Just Price Incentives to Decrease Personal Carbon Footprints
Oskari Sivula
https://urn.fi/URN:NBN:fi-fe2021042821181
Tiivistelmä
This article examines taxation as a way to guide individuals to decrease their
carbon footprints and what justice requires from us when designing such taxes. This
article suggests that from the perspective of local distributive justice if taxes are used to
guide people to behavioural changes the taxes should be sensitive to people’s ability to
pay. This is because flat taxes tend to hit the less well-off harder than the prosperous.
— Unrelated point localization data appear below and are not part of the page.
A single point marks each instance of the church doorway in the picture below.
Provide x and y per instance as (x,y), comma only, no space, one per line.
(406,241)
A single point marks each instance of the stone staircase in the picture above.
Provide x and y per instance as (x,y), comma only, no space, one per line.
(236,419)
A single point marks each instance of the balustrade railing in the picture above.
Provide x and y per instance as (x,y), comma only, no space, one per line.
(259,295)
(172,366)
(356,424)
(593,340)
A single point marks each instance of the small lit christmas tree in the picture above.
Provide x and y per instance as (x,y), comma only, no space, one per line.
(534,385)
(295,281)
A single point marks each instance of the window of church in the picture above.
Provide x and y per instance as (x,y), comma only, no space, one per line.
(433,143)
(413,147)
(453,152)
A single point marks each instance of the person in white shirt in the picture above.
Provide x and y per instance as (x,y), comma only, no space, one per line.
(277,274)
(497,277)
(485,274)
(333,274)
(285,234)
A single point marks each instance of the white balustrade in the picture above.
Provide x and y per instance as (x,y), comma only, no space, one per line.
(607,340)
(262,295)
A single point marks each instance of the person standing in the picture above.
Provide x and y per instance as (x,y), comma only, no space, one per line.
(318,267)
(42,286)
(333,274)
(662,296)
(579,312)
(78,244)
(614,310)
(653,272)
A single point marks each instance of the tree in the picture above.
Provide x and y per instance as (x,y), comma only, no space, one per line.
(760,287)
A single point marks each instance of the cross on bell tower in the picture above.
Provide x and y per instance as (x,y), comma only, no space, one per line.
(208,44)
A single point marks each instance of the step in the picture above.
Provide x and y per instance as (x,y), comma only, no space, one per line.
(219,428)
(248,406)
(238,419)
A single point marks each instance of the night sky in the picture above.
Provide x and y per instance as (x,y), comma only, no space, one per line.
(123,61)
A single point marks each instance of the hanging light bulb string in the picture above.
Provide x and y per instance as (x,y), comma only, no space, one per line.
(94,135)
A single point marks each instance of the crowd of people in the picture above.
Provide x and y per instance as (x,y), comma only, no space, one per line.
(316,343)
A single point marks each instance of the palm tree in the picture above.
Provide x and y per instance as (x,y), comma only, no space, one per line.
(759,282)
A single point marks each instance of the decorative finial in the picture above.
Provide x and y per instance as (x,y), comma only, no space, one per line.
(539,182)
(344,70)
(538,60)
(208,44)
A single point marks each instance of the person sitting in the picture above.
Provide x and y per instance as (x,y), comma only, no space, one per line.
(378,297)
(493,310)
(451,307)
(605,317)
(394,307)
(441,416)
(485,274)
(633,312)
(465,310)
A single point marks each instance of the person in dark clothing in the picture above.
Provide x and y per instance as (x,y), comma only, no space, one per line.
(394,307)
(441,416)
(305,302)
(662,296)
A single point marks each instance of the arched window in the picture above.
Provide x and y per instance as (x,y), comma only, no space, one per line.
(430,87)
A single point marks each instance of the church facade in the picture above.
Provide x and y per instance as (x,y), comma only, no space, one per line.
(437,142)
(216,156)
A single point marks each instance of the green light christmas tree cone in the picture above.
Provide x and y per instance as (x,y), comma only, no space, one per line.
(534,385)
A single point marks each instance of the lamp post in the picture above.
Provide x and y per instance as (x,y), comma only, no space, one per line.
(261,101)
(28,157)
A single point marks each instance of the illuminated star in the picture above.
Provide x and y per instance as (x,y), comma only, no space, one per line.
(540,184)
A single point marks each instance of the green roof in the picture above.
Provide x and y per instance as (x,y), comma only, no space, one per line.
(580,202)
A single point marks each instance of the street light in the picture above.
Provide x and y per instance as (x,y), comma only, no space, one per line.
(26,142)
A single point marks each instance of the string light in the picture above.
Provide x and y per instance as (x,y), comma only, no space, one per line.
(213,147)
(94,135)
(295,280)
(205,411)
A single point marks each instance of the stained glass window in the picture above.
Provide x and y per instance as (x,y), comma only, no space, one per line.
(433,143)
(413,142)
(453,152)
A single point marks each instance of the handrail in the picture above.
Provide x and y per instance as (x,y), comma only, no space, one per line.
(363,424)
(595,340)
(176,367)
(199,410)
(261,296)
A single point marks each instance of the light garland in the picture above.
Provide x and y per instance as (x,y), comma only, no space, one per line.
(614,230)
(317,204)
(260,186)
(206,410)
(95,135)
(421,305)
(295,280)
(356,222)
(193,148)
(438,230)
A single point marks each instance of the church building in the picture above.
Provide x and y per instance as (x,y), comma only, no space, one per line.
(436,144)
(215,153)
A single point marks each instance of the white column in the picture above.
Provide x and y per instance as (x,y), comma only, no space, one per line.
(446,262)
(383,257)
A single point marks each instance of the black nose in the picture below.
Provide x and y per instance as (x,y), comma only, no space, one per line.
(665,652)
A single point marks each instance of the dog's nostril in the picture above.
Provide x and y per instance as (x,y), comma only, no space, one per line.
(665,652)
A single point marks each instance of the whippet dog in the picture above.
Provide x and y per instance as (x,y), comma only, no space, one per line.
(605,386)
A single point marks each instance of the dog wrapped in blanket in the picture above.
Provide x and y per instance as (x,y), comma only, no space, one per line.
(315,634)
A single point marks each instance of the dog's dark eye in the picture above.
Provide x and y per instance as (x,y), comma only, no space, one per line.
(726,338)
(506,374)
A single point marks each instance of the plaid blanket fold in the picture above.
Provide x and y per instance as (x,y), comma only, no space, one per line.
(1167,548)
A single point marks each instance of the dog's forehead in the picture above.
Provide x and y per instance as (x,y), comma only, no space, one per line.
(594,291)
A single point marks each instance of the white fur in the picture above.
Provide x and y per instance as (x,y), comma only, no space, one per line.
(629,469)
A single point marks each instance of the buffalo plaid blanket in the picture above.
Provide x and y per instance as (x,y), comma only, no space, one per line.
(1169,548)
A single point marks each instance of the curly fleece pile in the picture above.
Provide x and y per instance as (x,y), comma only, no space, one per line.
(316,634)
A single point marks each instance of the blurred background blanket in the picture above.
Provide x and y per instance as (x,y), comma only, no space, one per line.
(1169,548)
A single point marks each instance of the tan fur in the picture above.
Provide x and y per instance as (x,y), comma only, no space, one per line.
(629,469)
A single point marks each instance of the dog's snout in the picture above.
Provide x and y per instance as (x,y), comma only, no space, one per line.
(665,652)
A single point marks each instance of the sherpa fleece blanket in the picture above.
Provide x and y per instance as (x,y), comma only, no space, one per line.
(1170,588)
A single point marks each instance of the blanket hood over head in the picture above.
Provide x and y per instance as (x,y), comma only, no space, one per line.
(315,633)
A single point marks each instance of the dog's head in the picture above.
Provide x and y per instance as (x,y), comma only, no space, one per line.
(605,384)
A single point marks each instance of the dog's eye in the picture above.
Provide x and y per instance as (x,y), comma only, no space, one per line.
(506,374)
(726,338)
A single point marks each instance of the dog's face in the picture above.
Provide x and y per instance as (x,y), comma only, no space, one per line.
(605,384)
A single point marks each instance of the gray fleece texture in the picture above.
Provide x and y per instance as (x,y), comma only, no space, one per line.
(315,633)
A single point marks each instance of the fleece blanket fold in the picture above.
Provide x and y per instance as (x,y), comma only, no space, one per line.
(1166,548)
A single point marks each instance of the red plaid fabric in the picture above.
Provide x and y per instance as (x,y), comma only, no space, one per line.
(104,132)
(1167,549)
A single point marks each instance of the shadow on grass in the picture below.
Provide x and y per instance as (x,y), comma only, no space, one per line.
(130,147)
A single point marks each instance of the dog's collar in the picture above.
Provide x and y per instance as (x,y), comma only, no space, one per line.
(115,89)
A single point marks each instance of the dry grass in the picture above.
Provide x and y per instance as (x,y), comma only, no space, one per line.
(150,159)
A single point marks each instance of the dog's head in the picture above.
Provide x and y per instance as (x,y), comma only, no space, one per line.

Furthermore, according to the “ability to pay” principle when people are bound to
contribute to a common project we should not make those who are already worst-off
more worse off. Following this, three further arguments are considered for why taxes
aimed to diminish personal emissions should be sensitive to people’s ability to pay.
First, in the case of flat carbon taxes, the burdens are not distributed equally because the
relevant burden in question is not the price paid but the act or effort of changing
behaviour. Second, a carbon tax that directs all to emission reductions is more effective
in achieving these reductions precisely because it directs all and not just certain income
groups to mitigate personal emissions. Finally, it is argued that reflecting external costs
and discouraging consumption are different things. Further on, because of the nature of
climate change, a carbon tax should be designed to discourage consumption and not
merely to reflect external costs. A carbon tax that is sensitive to different abilities to pay
is better in achieving this than a flat carbon tax.